U kunt de overige rijen een voor een volgens dit schema leggen. Plaats de afzonderlijke plankenrijen totdat de ruimte compleet is bedekt – altijd eerst aan de lange zijde de veer in de groef draaien om de planken vervolgens aan de kopse kant samen te voegen. Voordat u de plank aan de kopse kant met hamer en slaghoutje verbindt, moet er al één plank van de volgende rij zijn ingelegd (geleideplank afb. D).
Let erop dat de afstand tussen de kopse voegen steeds minstens 40 centimeter moet bedragen (of 25 centimeter bij MeisterDesign. flex DB 400) voor een hogere stabiliteit van het gehele oppervlak (afb. E).

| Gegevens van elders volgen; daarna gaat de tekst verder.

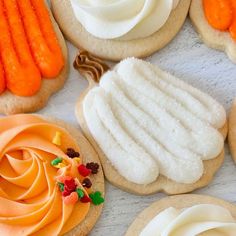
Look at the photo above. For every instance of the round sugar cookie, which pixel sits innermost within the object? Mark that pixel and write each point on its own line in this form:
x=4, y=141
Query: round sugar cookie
x=93, y=68
x=179, y=202
x=116, y=50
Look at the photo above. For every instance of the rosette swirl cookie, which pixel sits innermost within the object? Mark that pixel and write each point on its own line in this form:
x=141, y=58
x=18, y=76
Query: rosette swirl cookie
x=215, y=20
x=115, y=30
x=153, y=132
x=33, y=56
x=186, y=215
x=49, y=185
x=232, y=130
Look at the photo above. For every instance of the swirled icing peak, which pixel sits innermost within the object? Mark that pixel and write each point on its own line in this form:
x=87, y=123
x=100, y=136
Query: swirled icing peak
x=204, y=219
x=129, y=19
x=42, y=190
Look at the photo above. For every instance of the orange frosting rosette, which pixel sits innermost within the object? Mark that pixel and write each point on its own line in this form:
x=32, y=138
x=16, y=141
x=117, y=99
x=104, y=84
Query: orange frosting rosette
x=31, y=202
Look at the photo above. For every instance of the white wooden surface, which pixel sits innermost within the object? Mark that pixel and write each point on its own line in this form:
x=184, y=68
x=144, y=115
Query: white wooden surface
x=188, y=58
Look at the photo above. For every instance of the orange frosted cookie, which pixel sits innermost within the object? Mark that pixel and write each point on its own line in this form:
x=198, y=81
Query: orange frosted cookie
x=31, y=49
x=48, y=184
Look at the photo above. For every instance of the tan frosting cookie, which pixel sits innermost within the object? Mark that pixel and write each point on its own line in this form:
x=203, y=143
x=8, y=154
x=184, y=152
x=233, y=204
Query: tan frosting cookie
x=232, y=130
x=179, y=202
x=116, y=49
x=12, y=104
x=93, y=68
x=89, y=155
x=213, y=38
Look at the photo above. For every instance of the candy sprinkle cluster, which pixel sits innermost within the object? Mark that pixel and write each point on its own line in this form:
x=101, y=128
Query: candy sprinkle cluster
x=71, y=189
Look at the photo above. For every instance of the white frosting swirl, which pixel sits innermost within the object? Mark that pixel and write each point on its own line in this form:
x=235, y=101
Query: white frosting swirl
x=126, y=19
x=203, y=219
x=147, y=121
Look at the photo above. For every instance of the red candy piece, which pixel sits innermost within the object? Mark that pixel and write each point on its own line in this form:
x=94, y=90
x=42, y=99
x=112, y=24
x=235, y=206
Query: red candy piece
x=71, y=199
x=85, y=199
x=83, y=170
x=70, y=185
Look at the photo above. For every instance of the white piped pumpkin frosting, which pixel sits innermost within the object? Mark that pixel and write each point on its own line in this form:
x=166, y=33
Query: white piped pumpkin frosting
x=203, y=219
x=148, y=122
x=126, y=19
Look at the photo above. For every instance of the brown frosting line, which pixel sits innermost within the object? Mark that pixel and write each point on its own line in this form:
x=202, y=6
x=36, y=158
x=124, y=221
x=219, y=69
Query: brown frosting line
x=89, y=65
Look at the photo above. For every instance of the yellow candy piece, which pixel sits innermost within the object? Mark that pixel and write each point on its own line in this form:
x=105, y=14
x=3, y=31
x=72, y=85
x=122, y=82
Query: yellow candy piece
x=77, y=159
x=57, y=139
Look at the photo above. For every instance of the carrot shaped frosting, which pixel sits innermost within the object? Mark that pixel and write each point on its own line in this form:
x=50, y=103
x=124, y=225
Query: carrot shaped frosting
x=22, y=76
x=2, y=79
x=221, y=15
x=41, y=36
x=29, y=48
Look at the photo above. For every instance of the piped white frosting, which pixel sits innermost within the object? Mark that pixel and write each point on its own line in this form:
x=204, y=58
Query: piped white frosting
x=203, y=219
x=148, y=122
x=126, y=19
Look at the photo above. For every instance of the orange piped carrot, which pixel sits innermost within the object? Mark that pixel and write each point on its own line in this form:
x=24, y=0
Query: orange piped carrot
x=2, y=79
x=41, y=37
x=21, y=74
x=232, y=28
x=219, y=13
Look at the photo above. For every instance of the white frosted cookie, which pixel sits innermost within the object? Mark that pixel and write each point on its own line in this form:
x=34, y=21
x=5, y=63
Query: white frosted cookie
x=213, y=38
x=136, y=31
x=232, y=130
x=153, y=132
x=185, y=215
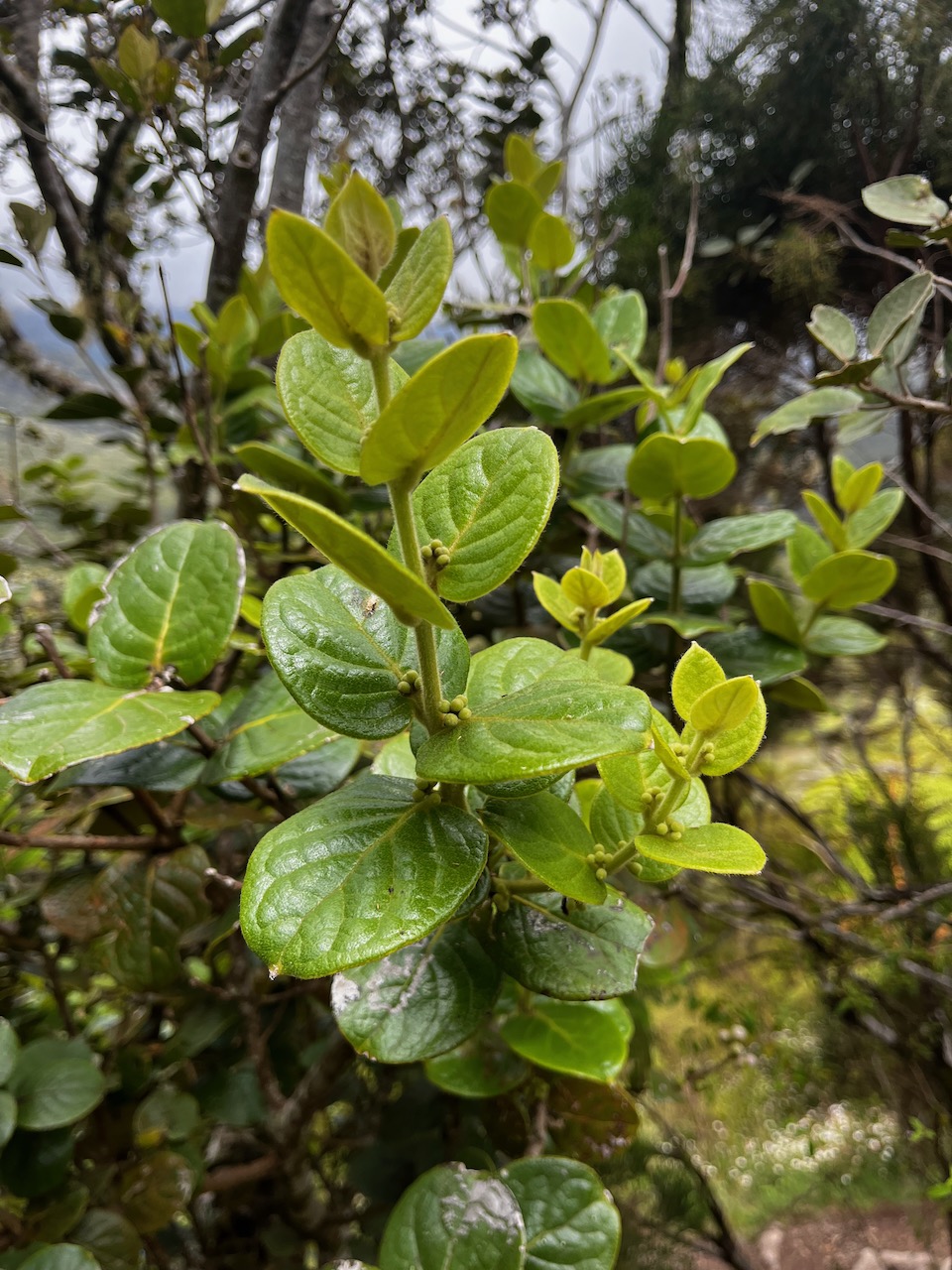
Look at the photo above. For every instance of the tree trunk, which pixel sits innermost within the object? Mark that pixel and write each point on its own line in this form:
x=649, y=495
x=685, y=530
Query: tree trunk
x=298, y=113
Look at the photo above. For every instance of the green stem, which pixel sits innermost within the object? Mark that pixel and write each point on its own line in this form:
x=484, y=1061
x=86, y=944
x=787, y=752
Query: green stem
x=402, y=502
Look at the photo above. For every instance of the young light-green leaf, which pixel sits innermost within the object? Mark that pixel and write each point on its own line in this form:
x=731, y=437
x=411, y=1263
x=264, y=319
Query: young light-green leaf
x=358, y=875
x=587, y=953
x=349, y=548
x=318, y=280
x=171, y=602
x=329, y=398
x=721, y=848
x=539, y=730
x=420, y=1001
x=340, y=653
x=488, y=504
x=549, y=839
x=416, y=293
x=438, y=409
x=54, y=725
x=567, y=336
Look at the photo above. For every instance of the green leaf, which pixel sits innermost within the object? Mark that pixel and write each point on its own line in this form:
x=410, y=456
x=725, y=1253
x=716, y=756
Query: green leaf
x=55, y=1083
x=173, y=601
x=186, y=18
x=438, y=409
x=538, y=386
x=367, y=563
x=834, y=330
x=551, y=243
x=766, y=657
x=666, y=466
x=843, y=636
x=9, y=1049
x=61, y=1256
x=537, y=730
x=151, y=905
x=722, y=540
x=774, y=611
x=805, y=550
x=621, y=320
x=901, y=305
x=725, y=706
x=721, y=848
x=53, y=725
x=359, y=221
x=8, y=1116
x=109, y=1237
x=454, y=1216
x=907, y=199
x=504, y=668
x=416, y=293
x=483, y=1067
x=567, y=336
x=549, y=839
x=290, y=472
x=570, y=1218
x=867, y=524
x=329, y=398
x=318, y=280
x=266, y=730
x=636, y=531
x=357, y=876
x=829, y=524
x=340, y=653
x=579, y=1038
x=849, y=578
x=796, y=414
x=587, y=953
x=512, y=209
x=419, y=1001
x=488, y=503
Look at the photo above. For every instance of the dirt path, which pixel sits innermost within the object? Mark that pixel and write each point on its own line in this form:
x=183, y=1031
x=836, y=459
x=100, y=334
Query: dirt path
x=837, y=1241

De laatste planken van iedere rij worden zo op maat gezaagd dat er een afstand van minstens 10 millimeter resp. 1,5 mm tot de wand wordt aangehouden. Voor het invoegen van de laatste rij gebruikt u een stuk overgeschoten plank waarop u de resterende plankbreedte kunt aftekenen (houd rekening met een afstand tot de wand van minstens 10 millimeter resp. 1,5 mm per strekkende meter). Na het leggen van de laatste planken, kunt u de vloer direct betreden en kunt u beginnen met het aanbrengen van de plinten.